Per ora lo spettro della scissione nel Movimento si materializza nelle lettere che sarebbero state firmate dei capigruppo di Camera e Senato con il cartellino rosso per il parlamentare che ha violato il verdetto di Rousseau. La piattaforma, tempio della democrazia diretta grillina, aveva sancito il sì alla fiducia per il Governo Draghi, ma l'ordine di scuderia non è stato rispettato dai tanti che il rospo non l'hanno voluto ingoiare. Si parla di 40 dissidenti in odore di scomunica a cui si potrebbero aggiungere gli assenti ingiustificati che hanno disertato l'aula al momento del voto, alimentando la pattuglia degli eretici. Intanto alcuni dirigenti storici come Barbara Lezzi e Nicola Morra non ci stanno e con altri dissidenti starebbero lavorando ad un ricorso per invalidare l'espulsioni. Contestazione che poggia sul fatto che a combinare il provvedimento è stato il capo politico Vito Crimi, il cui ruolo sarebbe azzerato dal voto su Rousseau che ha stabilito la nascita di un direttorio di 5 persone per la guida del Movimento. Dalla contesa giudiziaria al terremoto politico che ha aperto la frattura tra i Grillini, il passo è breve.

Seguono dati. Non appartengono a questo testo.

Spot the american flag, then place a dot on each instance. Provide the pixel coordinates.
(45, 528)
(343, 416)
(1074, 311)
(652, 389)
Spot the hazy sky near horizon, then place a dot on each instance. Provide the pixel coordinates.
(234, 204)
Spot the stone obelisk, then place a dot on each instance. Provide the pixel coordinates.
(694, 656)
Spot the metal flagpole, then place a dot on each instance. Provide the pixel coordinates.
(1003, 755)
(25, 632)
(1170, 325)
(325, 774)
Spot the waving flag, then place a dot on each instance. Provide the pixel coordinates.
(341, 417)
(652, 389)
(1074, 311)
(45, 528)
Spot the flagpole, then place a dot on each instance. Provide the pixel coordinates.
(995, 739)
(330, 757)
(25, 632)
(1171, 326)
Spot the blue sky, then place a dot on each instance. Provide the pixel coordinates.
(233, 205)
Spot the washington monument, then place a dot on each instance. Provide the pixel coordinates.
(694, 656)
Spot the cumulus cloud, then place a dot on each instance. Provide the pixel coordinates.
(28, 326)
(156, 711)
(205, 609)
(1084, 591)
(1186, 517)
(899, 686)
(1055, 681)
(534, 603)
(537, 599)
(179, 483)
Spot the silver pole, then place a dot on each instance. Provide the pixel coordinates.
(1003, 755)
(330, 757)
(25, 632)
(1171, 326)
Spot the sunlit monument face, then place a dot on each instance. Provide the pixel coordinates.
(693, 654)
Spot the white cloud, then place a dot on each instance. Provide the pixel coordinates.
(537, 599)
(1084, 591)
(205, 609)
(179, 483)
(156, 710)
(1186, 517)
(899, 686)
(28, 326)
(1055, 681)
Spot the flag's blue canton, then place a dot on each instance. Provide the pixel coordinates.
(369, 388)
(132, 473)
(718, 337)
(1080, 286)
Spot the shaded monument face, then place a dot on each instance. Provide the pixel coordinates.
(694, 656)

I dissidenti starebbero già cercando una nuova casa in Parlamento. Alla Camera non ci sono vincoli particolari, mentre il regolamento del Senato impone che per formare un gruppo serve un simbolo presentato alle ultime elezioni. Circola l'ipotesi che Italia dei Valori possa offrire la sua insegna. Alessandro Di Battista, che in tanti indicano come leader dei fuoriusciti torna a far sentire la sua voce. Ci sono cose da dire, scelte politiche da difendere, domande a cui rispondere, ed una sana e robusta opposizione da costruire.